Stability over raw speed

When there's a choice between a numerical shortcut that saves 0.2 ms per substep and a branch that holds up in tricky regimes, Undine takes stability.

The speed comes from the pipeline (everything on GPU, no useless syncs), not from compromising consistency.

Presets to start, sliders to refine

Presets are tuned for real scenarios (water, oil, honey, chocolate, slime — and MPM material families like snow and dough). An artist can start from scratch, apply a preset, and have something reasonable in 30 seconds.
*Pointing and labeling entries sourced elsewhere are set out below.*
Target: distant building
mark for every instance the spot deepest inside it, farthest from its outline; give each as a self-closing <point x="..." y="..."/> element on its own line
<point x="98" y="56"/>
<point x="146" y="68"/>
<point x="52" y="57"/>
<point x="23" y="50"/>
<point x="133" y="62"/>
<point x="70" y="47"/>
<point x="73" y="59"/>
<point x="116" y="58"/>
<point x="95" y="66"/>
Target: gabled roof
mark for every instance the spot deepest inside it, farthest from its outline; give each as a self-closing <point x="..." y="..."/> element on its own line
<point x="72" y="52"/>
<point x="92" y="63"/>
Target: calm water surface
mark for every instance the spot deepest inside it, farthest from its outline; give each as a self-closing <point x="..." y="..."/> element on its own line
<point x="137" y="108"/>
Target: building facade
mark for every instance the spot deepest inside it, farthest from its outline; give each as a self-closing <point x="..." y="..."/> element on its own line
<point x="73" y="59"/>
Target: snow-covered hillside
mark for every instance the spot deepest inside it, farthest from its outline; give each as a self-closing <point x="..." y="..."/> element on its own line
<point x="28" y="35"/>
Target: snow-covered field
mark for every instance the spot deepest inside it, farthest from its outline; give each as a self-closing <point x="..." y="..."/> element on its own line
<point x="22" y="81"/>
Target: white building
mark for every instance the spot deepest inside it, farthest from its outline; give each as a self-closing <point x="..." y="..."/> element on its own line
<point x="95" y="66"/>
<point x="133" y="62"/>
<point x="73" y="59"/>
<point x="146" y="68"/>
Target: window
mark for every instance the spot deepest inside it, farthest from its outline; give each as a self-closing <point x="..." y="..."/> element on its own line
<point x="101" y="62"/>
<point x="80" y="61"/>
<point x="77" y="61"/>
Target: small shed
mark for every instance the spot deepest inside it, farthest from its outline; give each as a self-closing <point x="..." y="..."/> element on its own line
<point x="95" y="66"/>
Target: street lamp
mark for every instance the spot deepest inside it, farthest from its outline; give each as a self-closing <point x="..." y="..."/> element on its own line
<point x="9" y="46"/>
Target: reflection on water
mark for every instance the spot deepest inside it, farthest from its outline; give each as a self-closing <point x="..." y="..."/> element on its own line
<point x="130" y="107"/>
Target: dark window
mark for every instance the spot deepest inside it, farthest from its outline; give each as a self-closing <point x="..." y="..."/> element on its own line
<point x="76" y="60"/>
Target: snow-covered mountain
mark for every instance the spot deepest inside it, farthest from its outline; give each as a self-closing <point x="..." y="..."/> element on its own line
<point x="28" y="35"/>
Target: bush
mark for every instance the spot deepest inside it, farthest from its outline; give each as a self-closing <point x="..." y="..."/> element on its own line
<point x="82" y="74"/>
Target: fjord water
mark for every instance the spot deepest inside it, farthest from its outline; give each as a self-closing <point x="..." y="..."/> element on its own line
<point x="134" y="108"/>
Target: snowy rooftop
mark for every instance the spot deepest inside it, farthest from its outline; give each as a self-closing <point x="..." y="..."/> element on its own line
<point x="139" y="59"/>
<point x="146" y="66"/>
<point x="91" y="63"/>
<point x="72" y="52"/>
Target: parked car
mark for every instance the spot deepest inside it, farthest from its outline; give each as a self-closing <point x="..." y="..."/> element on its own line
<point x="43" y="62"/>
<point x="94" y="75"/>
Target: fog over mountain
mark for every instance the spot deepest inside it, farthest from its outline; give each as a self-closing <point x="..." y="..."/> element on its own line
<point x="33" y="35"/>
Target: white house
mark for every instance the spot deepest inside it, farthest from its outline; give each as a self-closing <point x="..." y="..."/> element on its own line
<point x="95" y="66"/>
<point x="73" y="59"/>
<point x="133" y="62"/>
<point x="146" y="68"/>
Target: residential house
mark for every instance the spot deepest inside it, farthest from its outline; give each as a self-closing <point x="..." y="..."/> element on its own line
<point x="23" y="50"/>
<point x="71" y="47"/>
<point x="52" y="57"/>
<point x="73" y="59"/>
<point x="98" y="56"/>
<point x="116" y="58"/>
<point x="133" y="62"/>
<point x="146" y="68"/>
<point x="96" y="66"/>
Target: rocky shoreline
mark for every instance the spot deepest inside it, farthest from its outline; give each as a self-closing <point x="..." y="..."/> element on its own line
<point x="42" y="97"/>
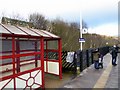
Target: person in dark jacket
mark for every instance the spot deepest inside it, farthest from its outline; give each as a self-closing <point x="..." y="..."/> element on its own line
<point x="114" y="55"/>
<point x="96" y="56"/>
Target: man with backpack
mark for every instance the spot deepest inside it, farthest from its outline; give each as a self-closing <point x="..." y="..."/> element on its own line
<point x="114" y="55"/>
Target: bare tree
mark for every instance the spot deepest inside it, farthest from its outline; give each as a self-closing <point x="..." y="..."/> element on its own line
<point x="38" y="21"/>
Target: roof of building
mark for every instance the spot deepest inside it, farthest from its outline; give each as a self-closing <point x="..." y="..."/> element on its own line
<point x="18" y="30"/>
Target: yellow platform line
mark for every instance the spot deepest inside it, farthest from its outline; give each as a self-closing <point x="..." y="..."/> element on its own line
<point x="104" y="77"/>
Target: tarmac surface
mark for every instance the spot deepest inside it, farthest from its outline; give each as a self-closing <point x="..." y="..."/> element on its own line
<point x="106" y="78"/>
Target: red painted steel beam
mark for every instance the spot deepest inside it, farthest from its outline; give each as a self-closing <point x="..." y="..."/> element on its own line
<point x="13" y="60"/>
<point x="35" y="45"/>
<point x="18" y="52"/>
<point x="42" y="60"/>
<point x="19" y="55"/>
<point x="60" y="58"/>
<point x="20" y="73"/>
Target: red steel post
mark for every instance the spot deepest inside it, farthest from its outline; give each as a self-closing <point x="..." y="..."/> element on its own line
<point x="60" y="57"/>
<point x="13" y="60"/>
<point x="42" y="59"/>
<point x="18" y="52"/>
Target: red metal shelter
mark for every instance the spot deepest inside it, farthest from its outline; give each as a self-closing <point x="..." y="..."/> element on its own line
<point x="26" y="55"/>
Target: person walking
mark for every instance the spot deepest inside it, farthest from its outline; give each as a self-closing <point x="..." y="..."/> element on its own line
<point x="96" y="56"/>
<point x="114" y="55"/>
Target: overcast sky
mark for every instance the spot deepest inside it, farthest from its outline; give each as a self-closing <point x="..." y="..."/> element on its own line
<point x="100" y="15"/>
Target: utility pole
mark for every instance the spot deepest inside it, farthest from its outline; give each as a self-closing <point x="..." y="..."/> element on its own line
<point x="81" y="30"/>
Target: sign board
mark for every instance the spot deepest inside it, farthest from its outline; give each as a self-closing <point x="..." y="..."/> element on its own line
<point x="81" y="40"/>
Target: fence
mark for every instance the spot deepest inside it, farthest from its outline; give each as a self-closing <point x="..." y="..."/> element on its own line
<point x="82" y="59"/>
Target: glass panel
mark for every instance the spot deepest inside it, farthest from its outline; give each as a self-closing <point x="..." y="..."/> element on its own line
<point x="6" y="67"/>
<point x="53" y="55"/>
<point x="14" y="29"/>
<point x="3" y="30"/>
<point x="52" y="44"/>
<point x="52" y="35"/>
<point x="41" y="33"/>
<point x="28" y="31"/>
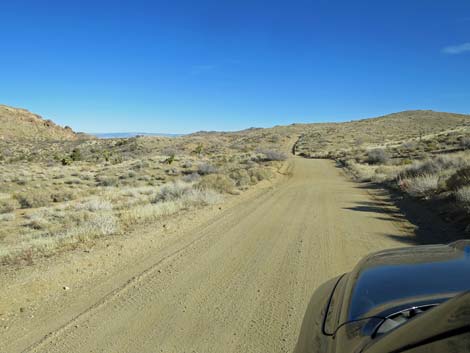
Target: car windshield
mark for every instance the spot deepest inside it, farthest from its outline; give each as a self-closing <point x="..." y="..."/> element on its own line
<point x="381" y="287"/>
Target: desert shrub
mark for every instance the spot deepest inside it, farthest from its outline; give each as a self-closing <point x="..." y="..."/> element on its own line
<point x="409" y="145"/>
<point x="463" y="195"/>
<point x="433" y="166"/>
<point x="218" y="182"/>
<point x="259" y="174"/>
<point x="103" y="180"/>
<point x="76" y="155"/>
<point x="186" y="164"/>
<point x="271" y="155"/>
<point x="421" y="186"/>
<point x="190" y="178"/>
<point x="33" y="199"/>
<point x="206" y="169"/>
<point x="459" y="179"/>
<point x="377" y="156"/>
<point x="7" y="217"/>
<point x="66" y="161"/>
<point x="93" y="205"/>
<point x="241" y="177"/>
<point x="154" y="211"/>
<point x="8" y="205"/>
<point x="465" y="142"/>
<point x="170" y="151"/>
<point x="93" y="226"/>
<point x="62" y="196"/>
<point x="172" y="192"/>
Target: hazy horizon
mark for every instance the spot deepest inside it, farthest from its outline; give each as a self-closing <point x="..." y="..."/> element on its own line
<point x="181" y="67"/>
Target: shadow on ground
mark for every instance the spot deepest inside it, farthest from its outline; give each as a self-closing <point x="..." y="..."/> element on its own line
<point x="429" y="225"/>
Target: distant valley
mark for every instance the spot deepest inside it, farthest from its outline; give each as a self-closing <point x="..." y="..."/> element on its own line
<point x="109" y="135"/>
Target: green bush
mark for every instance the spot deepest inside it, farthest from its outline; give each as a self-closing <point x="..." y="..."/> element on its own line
<point x="377" y="156"/>
<point x="8" y="205"/>
<point x="107" y="180"/>
<point x="217" y="182"/>
<point x="76" y="155"/>
<point x="33" y="199"/>
<point x="459" y="179"/>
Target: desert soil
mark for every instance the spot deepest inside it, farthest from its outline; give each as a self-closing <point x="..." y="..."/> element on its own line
<point x="238" y="282"/>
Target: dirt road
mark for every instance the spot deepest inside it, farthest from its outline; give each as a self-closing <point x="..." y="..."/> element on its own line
<point x="242" y="282"/>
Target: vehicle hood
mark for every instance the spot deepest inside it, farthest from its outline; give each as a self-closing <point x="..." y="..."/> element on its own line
<point x="387" y="280"/>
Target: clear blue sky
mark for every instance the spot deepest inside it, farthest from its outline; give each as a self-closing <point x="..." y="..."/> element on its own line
<point x="181" y="66"/>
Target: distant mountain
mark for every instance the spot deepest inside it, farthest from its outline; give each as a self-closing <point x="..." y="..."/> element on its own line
<point x="111" y="135"/>
<point x="20" y="124"/>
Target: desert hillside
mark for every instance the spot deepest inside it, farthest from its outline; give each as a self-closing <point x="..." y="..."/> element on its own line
<point x="333" y="139"/>
<point x="179" y="231"/>
<point x="16" y="123"/>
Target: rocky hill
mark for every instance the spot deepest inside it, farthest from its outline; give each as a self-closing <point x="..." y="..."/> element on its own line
<point x="20" y="124"/>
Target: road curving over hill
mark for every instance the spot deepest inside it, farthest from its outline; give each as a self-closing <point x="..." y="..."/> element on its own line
<point x="242" y="282"/>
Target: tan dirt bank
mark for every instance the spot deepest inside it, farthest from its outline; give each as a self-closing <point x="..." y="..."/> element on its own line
<point x="239" y="283"/>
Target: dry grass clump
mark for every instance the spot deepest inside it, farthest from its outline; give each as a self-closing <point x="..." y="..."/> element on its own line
<point x="377" y="156"/>
<point x="421" y="186"/>
<point x="459" y="179"/>
<point x="76" y="191"/>
<point x="33" y="199"/>
<point x="206" y="169"/>
<point x="463" y="196"/>
<point x="217" y="182"/>
<point x="168" y="201"/>
<point x="8" y="205"/>
<point x="272" y="155"/>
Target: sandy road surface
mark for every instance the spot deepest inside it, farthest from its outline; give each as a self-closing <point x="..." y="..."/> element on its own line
<point x="243" y="282"/>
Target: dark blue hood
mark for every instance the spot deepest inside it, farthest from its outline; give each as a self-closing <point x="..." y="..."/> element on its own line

When tuning is needed, parameters are organized per panel and documented without hiding what they actually do under the hood. Override readouts make it visible when a scene has drifted away from the preset that was applied.

Runtime contract

What runs is what the panel said would run. The runtime contract is a small explicit object — end-mode, preset, profile, input policy, world version — that the addon resolves and the solver asserts before dispatch.

This rules out a class of subtle bugs where the panel says one thing and the solver silently does another. If the contract fails, the run aborts cleanly with a diagnostic; nothing 'works but produces a crude mesh because a global preference overrode the scene-level setting'.

Technical-artistic premise

A fluid simulation is a numerical system before it's a visual one. The visuals come out the way they do because the numerics resolve the way they do — pressure incompressibility, transfer dissipation, vorticity preservation, surface reconstruction.

Undine takes that seriously. The Debug panel isn't decoration; it's the loop. CFL tells you whether dt is too large. The pressure residual tells you whether the solve actually converged. The retry-chain step tells you whether you're on the GPU happy path or you've already escalated twice. Once you can read those, the visuals stop fighting you.

The artistic dividend is iteration speed. Every minute you don't spend waiting for a bake is a minute spent looking at the result and deciding what to change next.